Archivi del giorno: dicembre 4, 2006

Long bets

Non ci facciamo una bella figura, noi filosofi. Proprio no. La rivista Newton ha fatto scommettere un po’ di ricercatori, scienziati, e filosofi sul futuro prossimo venturo: che succede fra due, fra dieci, fra venti anni. 

C’è chi scommette che scioglieremo l’enigma della lingua etrusca (Enrico Benelli), chi scommette che camperemo 200 anni (Angelo Vescovi), chi scommette che le scimmie avranno gli stessi diritti dell’uomo (Giorgio Celli). Emanuele Severino, lui, scommette che "la tradizionale occidentale sarà distrutta e il mondo sarà governato da una tecnica senza etica". Ma non mette una data. E che caspita! Stai al gioco: tutti gli altri sparano una data, tu no. Tu dici solo: prima o poi. Ma allora con te non si può nemmeno giocare! E allora io scommetto che prima o poi la tradizione occidentale, già distrutta, risorgerà. Tiè.

Tre lezioni

Prima si spiega che la fede cristiana ha "l’esigenza strutturale" di incontrarsi con la ragione; poi si spiega che anche la ragione ce l’ha, "a meno che essa, la ragione, non decida di restringere il suo ambito ed il suo uso; a meno che non decreti un’autolimitazione del suo esercizio al verificabile nel senso stretto del termine". E’ un discorso che il cardinal Caffarra fa scendere dritto e filato dalle parole del Papa a Ratisbona (via rubytuesday).

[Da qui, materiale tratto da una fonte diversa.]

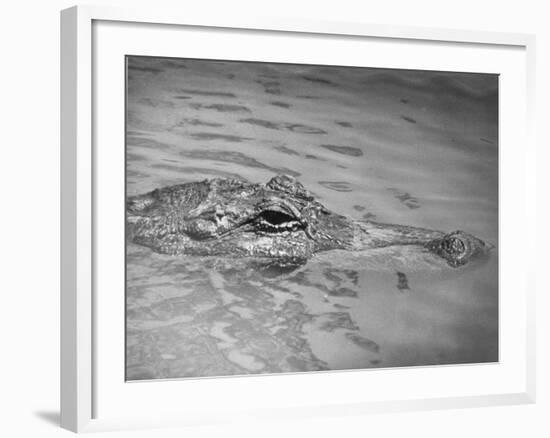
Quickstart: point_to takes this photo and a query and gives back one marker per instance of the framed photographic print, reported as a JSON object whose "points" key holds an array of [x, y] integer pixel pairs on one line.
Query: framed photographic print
{"points": [[286, 218]]}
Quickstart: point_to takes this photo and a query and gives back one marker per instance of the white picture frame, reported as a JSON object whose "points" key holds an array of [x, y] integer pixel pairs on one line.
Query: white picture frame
{"points": [[83, 370]]}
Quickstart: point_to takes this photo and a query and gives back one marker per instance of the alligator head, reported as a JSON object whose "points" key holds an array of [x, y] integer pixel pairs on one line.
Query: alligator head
{"points": [[278, 220]]}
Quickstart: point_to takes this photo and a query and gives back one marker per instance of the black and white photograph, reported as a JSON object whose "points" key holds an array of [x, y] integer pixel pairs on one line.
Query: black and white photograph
{"points": [[286, 218]]}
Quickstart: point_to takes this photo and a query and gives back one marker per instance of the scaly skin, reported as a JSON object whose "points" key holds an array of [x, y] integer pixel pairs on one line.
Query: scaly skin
{"points": [[278, 220]]}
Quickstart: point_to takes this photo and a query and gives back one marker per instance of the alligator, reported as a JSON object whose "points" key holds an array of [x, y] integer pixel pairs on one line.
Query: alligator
{"points": [[280, 220]]}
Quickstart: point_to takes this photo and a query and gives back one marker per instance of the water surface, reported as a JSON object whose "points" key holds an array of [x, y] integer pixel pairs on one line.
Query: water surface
{"points": [[407, 147]]}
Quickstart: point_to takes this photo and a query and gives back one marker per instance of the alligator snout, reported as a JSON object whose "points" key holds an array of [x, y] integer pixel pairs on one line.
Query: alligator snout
{"points": [[458, 247]]}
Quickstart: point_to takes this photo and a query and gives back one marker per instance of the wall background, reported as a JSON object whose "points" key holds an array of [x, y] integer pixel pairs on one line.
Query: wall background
{"points": [[29, 217]]}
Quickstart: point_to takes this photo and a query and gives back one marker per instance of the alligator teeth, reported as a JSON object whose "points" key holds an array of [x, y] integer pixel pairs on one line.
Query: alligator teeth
{"points": [[282, 227]]}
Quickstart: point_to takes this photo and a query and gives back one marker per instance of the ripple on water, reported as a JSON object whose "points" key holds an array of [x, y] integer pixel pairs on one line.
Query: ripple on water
{"points": [[345, 150], [338, 186]]}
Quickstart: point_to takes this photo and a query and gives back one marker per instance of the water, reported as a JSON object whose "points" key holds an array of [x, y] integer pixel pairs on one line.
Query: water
{"points": [[406, 147]]}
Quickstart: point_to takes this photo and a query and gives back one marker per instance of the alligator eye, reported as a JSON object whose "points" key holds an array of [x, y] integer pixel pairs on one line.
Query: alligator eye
{"points": [[277, 221]]}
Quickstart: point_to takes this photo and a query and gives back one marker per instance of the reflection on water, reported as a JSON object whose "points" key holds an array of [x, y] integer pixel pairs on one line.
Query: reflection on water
{"points": [[408, 147]]}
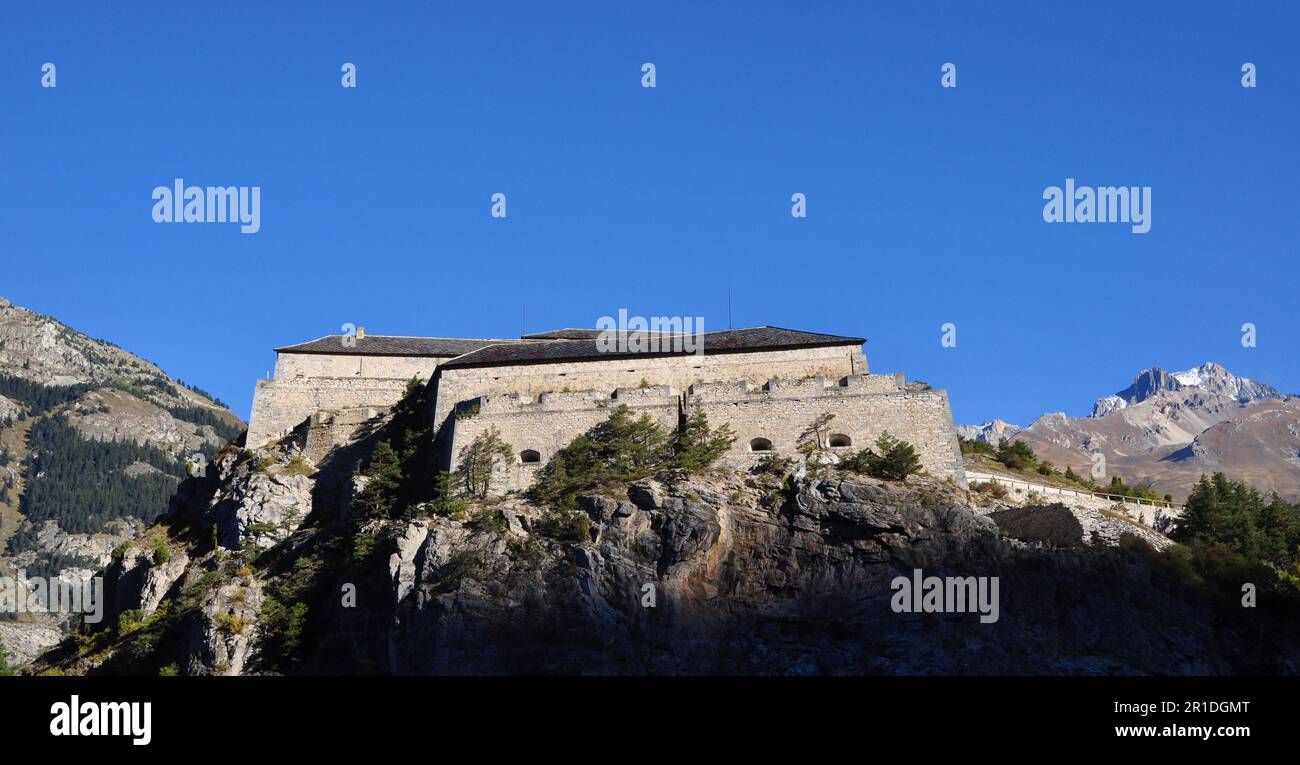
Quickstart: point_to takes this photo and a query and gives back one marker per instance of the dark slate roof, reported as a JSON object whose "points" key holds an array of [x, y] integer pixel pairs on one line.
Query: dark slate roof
{"points": [[388, 345], [571, 333], [753, 338]]}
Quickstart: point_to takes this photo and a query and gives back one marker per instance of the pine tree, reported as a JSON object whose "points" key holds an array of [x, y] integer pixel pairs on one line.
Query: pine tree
{"points": [[697, 445], [480, 459], [385, 475]]}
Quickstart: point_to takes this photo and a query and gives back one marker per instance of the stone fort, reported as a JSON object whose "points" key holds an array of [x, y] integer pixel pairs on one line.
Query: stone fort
{"points": [[541, 390]]}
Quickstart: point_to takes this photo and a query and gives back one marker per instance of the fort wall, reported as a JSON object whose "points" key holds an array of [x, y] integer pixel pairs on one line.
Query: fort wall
{"points": [[289, 366], [281, 405], [677, 371], [863, 407], [547, 424], [776, 413]]}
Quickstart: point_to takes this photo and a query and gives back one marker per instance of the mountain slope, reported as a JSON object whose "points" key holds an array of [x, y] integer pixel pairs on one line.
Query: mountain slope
{"points": [[1165, 429], [92, 444], [724, 573]]}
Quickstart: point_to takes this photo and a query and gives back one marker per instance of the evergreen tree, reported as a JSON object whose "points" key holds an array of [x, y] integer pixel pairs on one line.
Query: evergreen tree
{"points": [[385, 475], [892, 459], [697, 445], [1015, 454], [618, 450], [1233, 515], [480, 459]]}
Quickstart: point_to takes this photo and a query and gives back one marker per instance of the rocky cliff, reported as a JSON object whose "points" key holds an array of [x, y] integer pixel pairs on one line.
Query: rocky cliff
{"points": [[92, 442], [259, 569]]}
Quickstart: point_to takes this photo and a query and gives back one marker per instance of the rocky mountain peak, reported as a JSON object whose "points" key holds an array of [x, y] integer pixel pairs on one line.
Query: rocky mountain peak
{"points": [[1210, 379]]}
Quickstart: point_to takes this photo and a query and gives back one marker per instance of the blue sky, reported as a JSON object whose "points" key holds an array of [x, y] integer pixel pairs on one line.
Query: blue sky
{"points": [[923, 203]]}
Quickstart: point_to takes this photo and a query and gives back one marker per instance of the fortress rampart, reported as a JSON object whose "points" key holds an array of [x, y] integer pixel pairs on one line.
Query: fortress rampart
{"points": [[278, 406], [771, 418], [537, 428], [766, 383], [676, 371], [767, 419]]}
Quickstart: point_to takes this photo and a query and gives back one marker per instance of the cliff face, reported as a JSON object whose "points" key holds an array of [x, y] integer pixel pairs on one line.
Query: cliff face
{"points": [[92, 442], [724, 573]]}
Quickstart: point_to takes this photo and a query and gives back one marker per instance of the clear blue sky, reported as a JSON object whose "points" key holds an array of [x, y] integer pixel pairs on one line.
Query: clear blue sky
{"points": [[924, 204]]}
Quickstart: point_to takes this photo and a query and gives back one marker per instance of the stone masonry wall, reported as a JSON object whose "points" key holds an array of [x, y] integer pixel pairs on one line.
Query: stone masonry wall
{"points": [[549, 424], [291, 364], [779, 411], [281, 405], [532, 380], [863, 406]]}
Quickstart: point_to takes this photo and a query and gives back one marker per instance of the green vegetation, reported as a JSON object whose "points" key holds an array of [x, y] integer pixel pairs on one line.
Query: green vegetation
{"points": [[892, 459], [402, 465], [564, 524], [697, 445], [1015, 454], [82, 484], [480, 461], [202, 415], [1019, 458], [1225, 515], [971, 446], [378, 497], [39, 398], [817, 437], [993, 489], [161, 553], [620, 449], [298, 466]]}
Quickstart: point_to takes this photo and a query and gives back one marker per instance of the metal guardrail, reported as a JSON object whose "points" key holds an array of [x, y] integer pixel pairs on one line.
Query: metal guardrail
{"points": [[1045, 489]]}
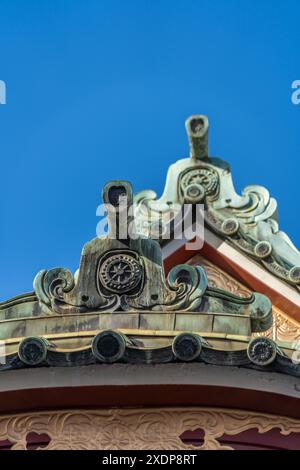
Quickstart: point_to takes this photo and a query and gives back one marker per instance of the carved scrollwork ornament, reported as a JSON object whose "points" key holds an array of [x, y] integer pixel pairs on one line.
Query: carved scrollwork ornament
{"points": [[263, 249], [262, 351], [196, 183], [33, 351]]}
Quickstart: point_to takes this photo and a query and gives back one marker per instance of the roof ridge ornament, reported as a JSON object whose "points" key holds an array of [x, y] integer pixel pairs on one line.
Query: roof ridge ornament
{"points": [[120, 297]]}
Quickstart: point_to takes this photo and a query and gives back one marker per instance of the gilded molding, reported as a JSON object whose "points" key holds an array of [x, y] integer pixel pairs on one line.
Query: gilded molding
{"points": [[283, 328]]}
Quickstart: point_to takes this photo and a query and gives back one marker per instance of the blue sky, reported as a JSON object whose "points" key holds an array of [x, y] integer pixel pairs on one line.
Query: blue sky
{"points": [[100, 89]]}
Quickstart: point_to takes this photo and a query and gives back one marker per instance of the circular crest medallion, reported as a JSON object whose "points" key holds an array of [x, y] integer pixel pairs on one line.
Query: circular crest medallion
{"points": [[120, 273]]}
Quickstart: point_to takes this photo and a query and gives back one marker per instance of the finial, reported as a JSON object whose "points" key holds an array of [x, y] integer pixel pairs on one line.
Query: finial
{"points": [[118, 197], [197, 130]]}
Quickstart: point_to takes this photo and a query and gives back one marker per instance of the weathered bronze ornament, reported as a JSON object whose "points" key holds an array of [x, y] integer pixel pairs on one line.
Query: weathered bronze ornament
{"points": [[249, 222], [120, 305]]}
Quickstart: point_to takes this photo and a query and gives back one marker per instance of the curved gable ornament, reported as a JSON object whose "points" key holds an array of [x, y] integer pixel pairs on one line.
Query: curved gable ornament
{"points": [[249, 222], [120, 307]]}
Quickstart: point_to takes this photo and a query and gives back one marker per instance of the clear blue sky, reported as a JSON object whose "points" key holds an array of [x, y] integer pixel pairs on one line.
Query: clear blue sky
{"points": [[100, 89]]}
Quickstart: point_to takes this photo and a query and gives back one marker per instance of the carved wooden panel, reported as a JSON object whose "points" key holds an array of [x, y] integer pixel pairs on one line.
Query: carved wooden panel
{"points": [[151, 429], [283, 329]]}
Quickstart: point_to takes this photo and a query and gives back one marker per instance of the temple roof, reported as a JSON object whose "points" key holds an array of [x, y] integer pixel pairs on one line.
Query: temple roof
{"points": [[248, 222], [121, 307]]}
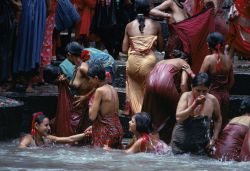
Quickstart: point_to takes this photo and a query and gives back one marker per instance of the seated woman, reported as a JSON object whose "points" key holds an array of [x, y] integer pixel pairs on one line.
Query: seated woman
{"points": [[143, 141], [40, 133], [194, 113], [164, 86], [230, 142]]}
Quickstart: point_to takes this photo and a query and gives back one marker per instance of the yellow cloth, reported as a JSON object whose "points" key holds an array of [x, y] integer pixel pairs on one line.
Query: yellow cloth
{"points": [[141, 60]]}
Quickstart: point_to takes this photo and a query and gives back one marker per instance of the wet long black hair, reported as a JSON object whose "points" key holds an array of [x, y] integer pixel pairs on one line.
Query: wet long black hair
{"points": [[143, 122], [245, 106], [201, 79], [142, 8], [215, 40]]}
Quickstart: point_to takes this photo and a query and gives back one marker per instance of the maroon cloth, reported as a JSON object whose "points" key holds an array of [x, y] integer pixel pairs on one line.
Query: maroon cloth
{"points": [[161, 98], [193, 33], [69, 121], [219, 89], [107, 130], [228, 146], [235, 39], [243, 6], [245, 153]]}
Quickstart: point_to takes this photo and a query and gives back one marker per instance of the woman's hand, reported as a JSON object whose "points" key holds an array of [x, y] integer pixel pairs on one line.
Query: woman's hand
{"points": [[79, 101], [187, 68], [88, 131]]}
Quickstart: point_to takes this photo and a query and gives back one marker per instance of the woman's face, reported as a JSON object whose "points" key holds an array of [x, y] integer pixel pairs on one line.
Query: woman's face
{"points": [[43, 128], [132, 125], [200, 90]]}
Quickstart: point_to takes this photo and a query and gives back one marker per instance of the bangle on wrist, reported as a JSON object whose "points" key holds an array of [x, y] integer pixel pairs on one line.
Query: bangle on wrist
{"points": [[194, 105]]}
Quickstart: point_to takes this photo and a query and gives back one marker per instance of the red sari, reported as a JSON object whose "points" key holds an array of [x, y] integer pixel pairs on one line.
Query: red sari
{"points": [[239, 29], [228, 146], [193, 33], [161, 98], [107, 130]]}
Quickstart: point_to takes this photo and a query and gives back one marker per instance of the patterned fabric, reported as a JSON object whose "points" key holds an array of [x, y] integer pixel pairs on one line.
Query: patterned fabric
{"points": [[47, 42], [141, 60]]}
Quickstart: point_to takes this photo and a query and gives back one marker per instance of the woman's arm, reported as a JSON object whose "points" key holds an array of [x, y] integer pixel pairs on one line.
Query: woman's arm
{"points": [[25, 142], [125, 43], [184, 81], [135, 148], [217, 118], [158, 11], [70, 139], [205, 65], [159, 38]]}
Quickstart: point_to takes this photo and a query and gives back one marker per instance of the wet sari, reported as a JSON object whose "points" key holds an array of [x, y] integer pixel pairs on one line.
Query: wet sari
{"points": [[239, 29], [141, 60], [191, 136], [228, 146], [161, 98]]}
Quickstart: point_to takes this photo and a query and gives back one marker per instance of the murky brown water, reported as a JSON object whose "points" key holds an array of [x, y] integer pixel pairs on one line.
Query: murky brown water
{"points": [[84, 158]]}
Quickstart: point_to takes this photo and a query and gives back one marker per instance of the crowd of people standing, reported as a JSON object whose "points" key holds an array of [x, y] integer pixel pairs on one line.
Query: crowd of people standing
{"points": [[182, 100]]}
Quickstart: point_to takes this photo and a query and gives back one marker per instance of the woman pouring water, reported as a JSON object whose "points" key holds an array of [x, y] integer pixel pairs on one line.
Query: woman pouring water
{"points": [[194, 113]]}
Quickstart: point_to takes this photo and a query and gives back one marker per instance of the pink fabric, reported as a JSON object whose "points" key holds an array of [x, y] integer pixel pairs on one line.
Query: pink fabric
{"points": [[193, 33], [245, 153], [46, 53]]}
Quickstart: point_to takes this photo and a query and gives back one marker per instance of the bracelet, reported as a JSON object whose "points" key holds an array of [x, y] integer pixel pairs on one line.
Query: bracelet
{"points": [[194, 105], [191, 74]]}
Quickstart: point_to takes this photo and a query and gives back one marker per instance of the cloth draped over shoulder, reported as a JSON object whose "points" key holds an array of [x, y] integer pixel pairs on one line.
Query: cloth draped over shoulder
{"points": [[69, 121], [219, 88], [141, 60], [229, 144], [193, 33], [161, 98], [239, 29]]}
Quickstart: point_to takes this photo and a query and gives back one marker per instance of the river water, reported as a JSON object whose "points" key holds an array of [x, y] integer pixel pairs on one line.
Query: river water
{"points": [[62, 157]]}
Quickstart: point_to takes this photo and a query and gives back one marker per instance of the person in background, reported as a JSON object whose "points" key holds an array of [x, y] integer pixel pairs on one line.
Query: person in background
{"points": [[103, 109], [220, 69], [194, 113], [165, 83], [141, 38]]}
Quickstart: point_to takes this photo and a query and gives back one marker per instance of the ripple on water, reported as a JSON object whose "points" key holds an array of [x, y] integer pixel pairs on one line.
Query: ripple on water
{"points": [[84, 158]]}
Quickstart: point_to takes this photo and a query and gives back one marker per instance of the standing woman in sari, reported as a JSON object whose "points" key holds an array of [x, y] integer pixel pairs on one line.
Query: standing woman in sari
{"points": [[31, 30], [140, 39], [220, 68]]}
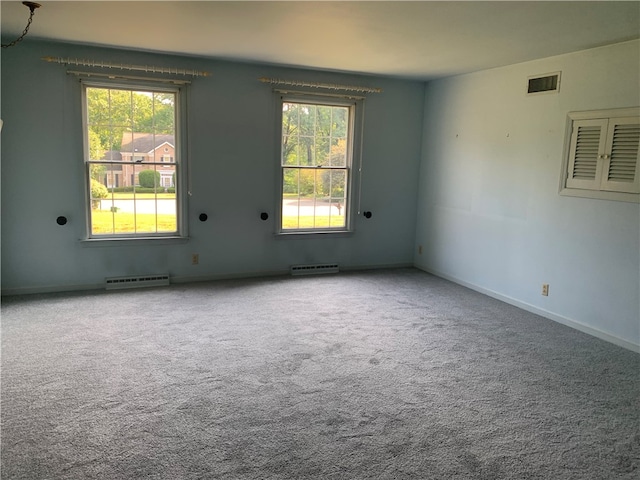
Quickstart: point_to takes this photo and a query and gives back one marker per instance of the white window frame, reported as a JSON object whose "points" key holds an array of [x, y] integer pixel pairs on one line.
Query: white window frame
{"points": [[179, 163], [353, 161], [598, 187]]}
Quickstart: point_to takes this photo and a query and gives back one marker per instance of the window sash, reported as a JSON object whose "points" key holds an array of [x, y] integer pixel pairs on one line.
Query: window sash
{"points": [[339, 215], [164, 216]]}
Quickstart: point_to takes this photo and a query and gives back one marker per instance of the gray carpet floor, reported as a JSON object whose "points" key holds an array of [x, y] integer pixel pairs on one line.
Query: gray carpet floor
{"points": [[389, 374]]}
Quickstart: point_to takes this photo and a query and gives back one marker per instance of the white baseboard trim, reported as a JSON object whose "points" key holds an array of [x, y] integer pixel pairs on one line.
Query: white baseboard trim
{"points": [[607, 337]]}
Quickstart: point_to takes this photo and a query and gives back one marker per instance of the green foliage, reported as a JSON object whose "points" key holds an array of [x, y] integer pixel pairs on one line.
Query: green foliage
{"points": [[98, 191], [142, 190], [111, 112], [149, 178]]}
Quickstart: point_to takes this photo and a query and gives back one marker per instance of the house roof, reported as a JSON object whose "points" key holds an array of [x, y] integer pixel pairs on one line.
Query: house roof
{"points": [[144, 142], [112, 155]]}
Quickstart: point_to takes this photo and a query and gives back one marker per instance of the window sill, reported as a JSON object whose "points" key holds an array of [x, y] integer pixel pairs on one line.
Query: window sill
{"points": [[312, 234], [126, 242]]}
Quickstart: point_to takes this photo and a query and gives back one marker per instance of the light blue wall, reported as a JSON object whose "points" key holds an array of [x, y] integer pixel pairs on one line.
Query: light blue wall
{"points": [[233, 166], [489, 212]]}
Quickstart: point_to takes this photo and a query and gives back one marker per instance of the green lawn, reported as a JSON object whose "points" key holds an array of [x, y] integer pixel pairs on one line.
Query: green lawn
{"points": [[140, 196], [335, 221], [106, 222]]}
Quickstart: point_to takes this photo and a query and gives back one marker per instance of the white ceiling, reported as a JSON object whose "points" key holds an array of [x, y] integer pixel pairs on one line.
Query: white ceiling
{"points": [[419, 39]]}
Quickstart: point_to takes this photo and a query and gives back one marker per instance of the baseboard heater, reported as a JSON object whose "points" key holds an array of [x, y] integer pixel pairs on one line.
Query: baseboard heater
{"points": [[314, 269], [115, 283]]}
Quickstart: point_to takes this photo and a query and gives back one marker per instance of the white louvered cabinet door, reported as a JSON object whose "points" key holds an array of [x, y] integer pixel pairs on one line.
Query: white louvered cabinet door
{"points": [[621, 169], [588, 142]]}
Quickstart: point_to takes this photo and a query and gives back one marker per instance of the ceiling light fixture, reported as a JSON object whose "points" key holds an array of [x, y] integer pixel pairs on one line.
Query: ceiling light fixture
{"points": [[32, 7]]}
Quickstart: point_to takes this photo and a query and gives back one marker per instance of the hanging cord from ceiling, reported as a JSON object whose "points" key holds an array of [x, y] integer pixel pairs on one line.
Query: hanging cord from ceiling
{"points": [[32, 7]]}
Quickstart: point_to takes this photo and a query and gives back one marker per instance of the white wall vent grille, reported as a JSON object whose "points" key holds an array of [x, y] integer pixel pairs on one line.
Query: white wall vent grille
{"points": [[140, 281], [314, 269], [548, 83]]}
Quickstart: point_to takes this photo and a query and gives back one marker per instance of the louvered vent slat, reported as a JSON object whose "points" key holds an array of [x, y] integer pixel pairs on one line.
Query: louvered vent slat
{"points": [[586, 156], [624, 153]]}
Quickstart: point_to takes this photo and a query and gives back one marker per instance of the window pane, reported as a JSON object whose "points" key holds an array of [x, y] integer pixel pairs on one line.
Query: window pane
{"points": [[314, 136], [290, 150], [134, 128]]}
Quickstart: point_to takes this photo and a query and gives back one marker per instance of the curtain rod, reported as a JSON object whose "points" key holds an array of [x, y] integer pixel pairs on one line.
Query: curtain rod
{"points": [[124, 66], [329, 86], [175, 81]]}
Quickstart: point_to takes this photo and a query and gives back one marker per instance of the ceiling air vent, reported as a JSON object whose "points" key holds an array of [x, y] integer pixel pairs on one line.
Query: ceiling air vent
{"points": [[547, 83]]}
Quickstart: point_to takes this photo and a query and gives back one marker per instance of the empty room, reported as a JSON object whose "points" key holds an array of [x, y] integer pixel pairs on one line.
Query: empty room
{"points": [[320, 240]]}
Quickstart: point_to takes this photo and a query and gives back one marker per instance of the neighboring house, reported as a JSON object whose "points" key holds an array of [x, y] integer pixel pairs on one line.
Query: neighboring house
{"points": [[138, 152]]}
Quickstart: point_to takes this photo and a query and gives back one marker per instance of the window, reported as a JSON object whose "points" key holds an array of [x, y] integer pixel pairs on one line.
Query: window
{"points": [[125, 126], [601, 159], [315, 158]]}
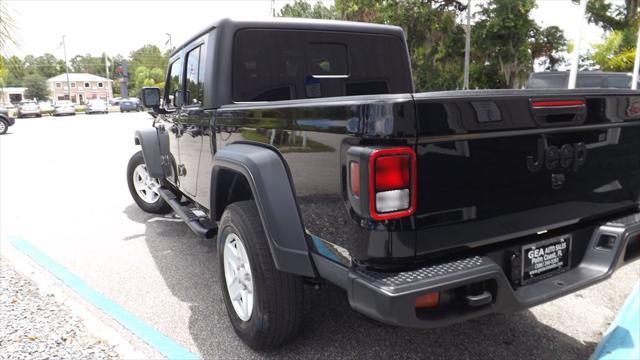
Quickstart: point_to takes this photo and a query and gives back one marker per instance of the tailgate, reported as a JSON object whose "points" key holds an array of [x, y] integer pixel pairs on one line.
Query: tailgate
{"points": [[494, 165]]}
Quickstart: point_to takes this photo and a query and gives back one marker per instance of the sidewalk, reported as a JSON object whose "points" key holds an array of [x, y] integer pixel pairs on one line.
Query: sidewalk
{"points": [[35, 326]]}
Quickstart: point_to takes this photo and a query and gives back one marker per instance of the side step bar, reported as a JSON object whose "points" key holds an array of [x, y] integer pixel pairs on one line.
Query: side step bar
{"points": [[191, 219]]}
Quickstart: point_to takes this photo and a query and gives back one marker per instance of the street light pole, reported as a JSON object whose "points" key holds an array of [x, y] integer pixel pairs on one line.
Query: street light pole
{"points": [[467, 48], [575, 55], [169, 41], [636, 65], [106, 69], [66, 65]]}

Ora, io posso ben evitare di restringere l’esercizio della ragione al verificabile in senso stretto e tuttavia non incontrare affatto, né sentire l’esigenza strutturale di incontrare, la fede cristiana. Ma: passi. Quel che non capisco è come la ragione faccia questo: "decidere", "decretare". Son cose razionali, queste? Sembrerebbe di no, per Caffarra (non lo vedo sostenere che la ragione fa bene a decidere e decretare di autolimitarsi). E allora come fa la ragione a farle, queste cose, e ad essere ancora ragione? La ragione che decide di restringersi è invece una ragione già traviata – traviata già prima del restringimento (proprio perciò, oplà: si restringe). Non è, sin dall’inizio, una vera ragione. Si crede così di vincere una partita avendo imposto prima i ruoli in cui ciascuno deve giocare. E non vi è nulla di razionale – o perlomeno non si dimostra nulla – nel discutere dell’incontro tra fede e ragione presupponendo un certo concetto di ragione, e sostenendo previamente (ed implicitamente) che la ragione che non si incontra con la fede e non è all’altezza di questo concetto ha qualcosa di guasto.

(Per indicare questa autolimitazione Caffarra scrive: "possiamo accettare che la ragione umana non giudichi, non verifichi la verità della risposta ai grandi interrogativi propriamente umani?". Beh, certo che possiamo: non è che siccome un interrogativo mi urge deve poter ricevere risposta. Mi sembra anzi piuttosto irragionevole ritenere il contrario. Però Caffarra prosegue dando a intendere che senza queste risposte per gli uomini è un bel guaio, e un bel guaio è inaccettabile).

La seconda lezione ha uno iato impressionante tra la domanda di senso – va bene: falla, non voglio negartela – e la risposta. Caffarra potrebbe lasciarsi sfiorare dal dubbio che non è razionale rispondere a una domanda solo perché è scandaloso che non vi sia risposta? La terza lezione invece dimostra che la risposta – il fatto cristiano – è credibile e deve essere creduta. E’ credibile quanto una testimonianza: Caffarra spiega che si tratta di credere non a fatti, ma a chi dice che i fatti sono: Cristo è risorto. Il che significa che la credibilità ‘morale’ di chi testimonia supera infinitamente la natura di ciò che è testimoniato. A voler tutto concedere: è razionale, questo? (Quanto a ciò che deve essere creduto, si tratta della percezione del valore di quel che è creduto, ossia: mi va bene (va bene all’uomo). Qui Caffarra dovrebbe mettere in campo l’antropologia. Non lo fa, sicché c’è poco da discutere).